Japanese Gardens. By Mrs. Basil Taylor (Harriet Osgood). Illustrated by
W. Tyndale, R.I. (Methuen. 21s. net.)—The reader of this book will put it down with the pleasant feeling that he has learnt something worth knowing of the best side of the Japanese character. Their gardens appeal, she says, " to the inner sense, to the mind and the heart. In its most real meaning a garden, to them, must be a place of repose, of con- templation, of spiritual communion with Nature." This art of gardening was originally Chinese, and though the Japanese have made it peculiarly their own, the influence of their neighbours is apparent in the rules that govern its practice. After some interesting chapters on the history and principles of the subject, she takes in detail the various parts that go to make up a perfectly planned garden. First come the stones, which she compares to the bones of the human body in their importance in the general scheme, then the accessories, such as lanterns and pagodas, bridges and gates. When all these things, and others besides, have been arranged in such a way as to produce a harmony of well- proportioned forms, flowers growing in appropriate pots are grouped in suitable places. There is nothing to correspond with our tumbled borders, where something is always going untidily to seed, for apparently "a place for everything and everything in its place " is a motto which even the flowers lay to heart in this exquisite land. Water, oddly enough in such a wet country, is a
valued addition to the garden, and Mrs. Taylor has much to tell us about it. Where it is impossible to have a real stream these wonderful people content themselves with the illusion of one. " This dried-up water scenery,' as it is called, deceives oven the unimaginative Briton, the downright American, who do not intend to be trifled with.

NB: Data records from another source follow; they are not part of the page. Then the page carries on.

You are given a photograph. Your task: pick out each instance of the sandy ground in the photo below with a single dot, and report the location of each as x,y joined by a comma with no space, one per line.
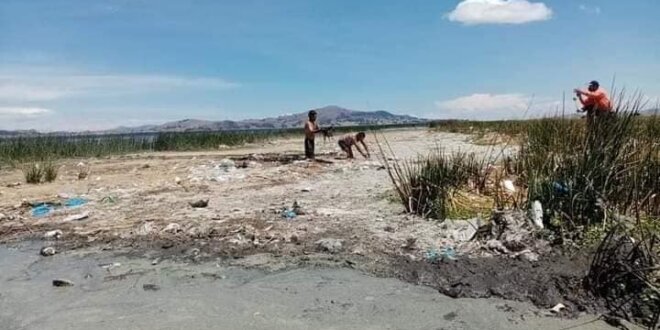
139,205
134,294
138,195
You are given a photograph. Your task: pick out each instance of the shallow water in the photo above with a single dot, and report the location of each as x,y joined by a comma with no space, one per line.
210,296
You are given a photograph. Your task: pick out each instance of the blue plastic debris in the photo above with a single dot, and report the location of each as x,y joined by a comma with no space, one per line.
75,202
42,209
431,255
289,214
446,253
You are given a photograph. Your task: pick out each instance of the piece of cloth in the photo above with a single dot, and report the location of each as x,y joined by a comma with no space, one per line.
310,129
309,148
597,100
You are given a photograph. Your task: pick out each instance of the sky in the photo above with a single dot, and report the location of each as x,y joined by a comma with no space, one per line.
90,65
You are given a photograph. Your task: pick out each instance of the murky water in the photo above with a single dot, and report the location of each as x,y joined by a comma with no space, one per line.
112,292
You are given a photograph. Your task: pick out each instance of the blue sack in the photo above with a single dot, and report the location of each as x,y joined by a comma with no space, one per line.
42,209
75,202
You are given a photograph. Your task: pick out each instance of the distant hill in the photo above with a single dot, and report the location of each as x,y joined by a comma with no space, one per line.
650,112
330,115
18,133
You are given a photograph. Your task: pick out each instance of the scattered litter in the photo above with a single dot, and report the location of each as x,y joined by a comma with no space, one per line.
560,188
431,255
331,245
56,234
200,203
62,283
293,238
448,253
289,214
294,211
537,214
529,256
410,243
42,209
496,245
48,251
150,287
172,228
109,200
75,202
77,217
110,266
509,186
227,164
146,229
558,308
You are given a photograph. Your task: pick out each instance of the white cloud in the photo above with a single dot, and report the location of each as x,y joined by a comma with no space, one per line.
594,10
473,12
19,113
494,106
43,87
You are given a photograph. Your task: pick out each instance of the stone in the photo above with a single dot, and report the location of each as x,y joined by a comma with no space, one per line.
172,228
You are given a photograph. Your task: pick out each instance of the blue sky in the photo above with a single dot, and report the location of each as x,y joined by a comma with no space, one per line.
82,64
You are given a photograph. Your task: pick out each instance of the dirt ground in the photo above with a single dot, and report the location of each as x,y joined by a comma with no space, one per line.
140,204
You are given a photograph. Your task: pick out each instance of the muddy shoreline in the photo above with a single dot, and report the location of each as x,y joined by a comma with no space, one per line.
122,289
139,206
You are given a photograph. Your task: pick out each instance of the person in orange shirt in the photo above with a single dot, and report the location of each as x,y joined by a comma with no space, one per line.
594,100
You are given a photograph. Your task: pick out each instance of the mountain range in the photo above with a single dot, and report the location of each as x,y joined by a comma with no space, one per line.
330,115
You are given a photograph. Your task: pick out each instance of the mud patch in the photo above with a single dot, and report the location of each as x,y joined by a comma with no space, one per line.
555,278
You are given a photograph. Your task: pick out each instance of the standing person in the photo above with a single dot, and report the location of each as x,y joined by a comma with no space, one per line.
311,128
347,142
594,100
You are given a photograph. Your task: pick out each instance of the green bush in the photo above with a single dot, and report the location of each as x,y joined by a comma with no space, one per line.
33,173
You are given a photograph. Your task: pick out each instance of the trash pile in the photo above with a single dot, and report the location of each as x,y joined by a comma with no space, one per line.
624,272
509,233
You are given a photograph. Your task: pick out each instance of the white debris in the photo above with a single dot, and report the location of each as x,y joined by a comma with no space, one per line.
508,186
172,228
558,308
77,217
537,214
48,251
146,229
56,234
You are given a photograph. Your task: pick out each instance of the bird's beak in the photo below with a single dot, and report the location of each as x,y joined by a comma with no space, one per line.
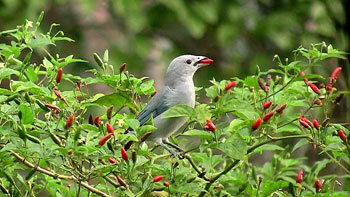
205,62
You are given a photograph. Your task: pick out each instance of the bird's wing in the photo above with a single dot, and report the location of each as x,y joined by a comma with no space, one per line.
156,106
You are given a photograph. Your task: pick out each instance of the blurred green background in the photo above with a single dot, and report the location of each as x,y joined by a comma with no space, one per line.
148,34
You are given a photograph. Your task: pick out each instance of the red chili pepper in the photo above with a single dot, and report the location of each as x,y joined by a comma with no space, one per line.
281,108
302,74
268,116
109,112
97,121
110,128
58,94
121,181
306,120
154,93
316,125
318,102
338,98
303,123
166,183
91,120
69,121
262,85
318,185
51,106
216,99
230,85
336,73
158,178
267,104
104,139
256,124
300,177
59,75
124,154
209,126
122,67
342,135
112,160
314,88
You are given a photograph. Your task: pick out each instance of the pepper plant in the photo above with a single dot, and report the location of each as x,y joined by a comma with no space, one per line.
54,141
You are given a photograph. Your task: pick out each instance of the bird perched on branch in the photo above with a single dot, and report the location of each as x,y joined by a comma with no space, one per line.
178,88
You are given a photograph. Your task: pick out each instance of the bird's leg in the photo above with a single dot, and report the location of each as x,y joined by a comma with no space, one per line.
166,141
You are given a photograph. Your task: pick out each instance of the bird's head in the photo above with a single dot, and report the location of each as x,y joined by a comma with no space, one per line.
187,65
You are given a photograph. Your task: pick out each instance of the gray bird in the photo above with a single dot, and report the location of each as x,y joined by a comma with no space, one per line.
178,89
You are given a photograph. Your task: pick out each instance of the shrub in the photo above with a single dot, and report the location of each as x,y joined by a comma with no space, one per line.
51,142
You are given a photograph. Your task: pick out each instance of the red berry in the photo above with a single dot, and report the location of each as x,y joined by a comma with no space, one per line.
336,73
318,185
230,85
300,177
69,121
59,75
314,88
110,128
166,183
158,178
316,125
268,116
342,135
256,124
104,139
97,121
209,126
124,154
267,104
112,160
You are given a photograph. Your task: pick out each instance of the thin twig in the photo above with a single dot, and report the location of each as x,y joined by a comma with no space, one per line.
59,176
251,149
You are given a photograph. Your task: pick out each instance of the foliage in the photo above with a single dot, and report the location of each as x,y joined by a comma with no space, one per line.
50,143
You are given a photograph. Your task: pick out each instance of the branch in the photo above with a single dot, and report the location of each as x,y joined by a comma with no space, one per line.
56,175
251,149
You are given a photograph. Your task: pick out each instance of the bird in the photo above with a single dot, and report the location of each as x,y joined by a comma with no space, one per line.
178,88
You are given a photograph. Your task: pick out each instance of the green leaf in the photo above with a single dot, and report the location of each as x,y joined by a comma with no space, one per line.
199,133
116,99
133,123
268,187
179,111
271,147
5,91
6,72
40,42
235,147
301,143
31,74
27,114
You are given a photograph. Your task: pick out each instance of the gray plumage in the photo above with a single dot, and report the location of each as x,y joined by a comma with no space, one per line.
178,89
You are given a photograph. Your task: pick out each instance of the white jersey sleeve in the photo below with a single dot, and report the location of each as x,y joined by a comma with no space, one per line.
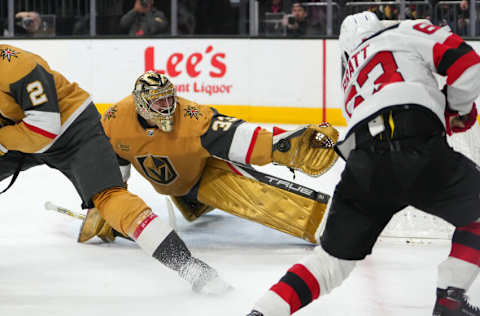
448,55
397,65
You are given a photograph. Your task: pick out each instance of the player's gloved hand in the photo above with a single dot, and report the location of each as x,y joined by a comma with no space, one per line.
308,149
456,123
3,150
94,225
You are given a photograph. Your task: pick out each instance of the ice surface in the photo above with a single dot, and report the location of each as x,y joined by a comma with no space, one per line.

They are beguiled by this mysterious art of water suggestion. . . . The idea is simple in the carrying out, though subtle in theory. The bed of a lake is hollowed out—not too deep, for that would upset the vraisemblance of the scheme, as, if it were not shallow, how did the water dry up so early in the season ? Sand and pebbles form the edges, and big boulders jut up as rocky islands might, while over- hanging shrubs try in vain to look at themselves in what should be the mirror below. Irises and water-grasses make a pretty group, with some low, dark rooks, and a stone lantern in another nook as if the water had just receded from their feet, and the illusion is complete." Mrs. Taylor gives us glimpses of some of her Japanese friends and of her own children, so completing her pictures, for a child is ever the best of garden " furniture." There are chapters on " Miniature Gardens," " Flower Arrangement," " Folk Lore and Legends," and other kindred subjects, which we have no space to write of more fully. The numerous illustrations are in the three•colour process, which makes many of them belie Mrs. Taylor's descriptions of the lovely colours of this land of misty beauty, though the original pictures are, no doubt, charming.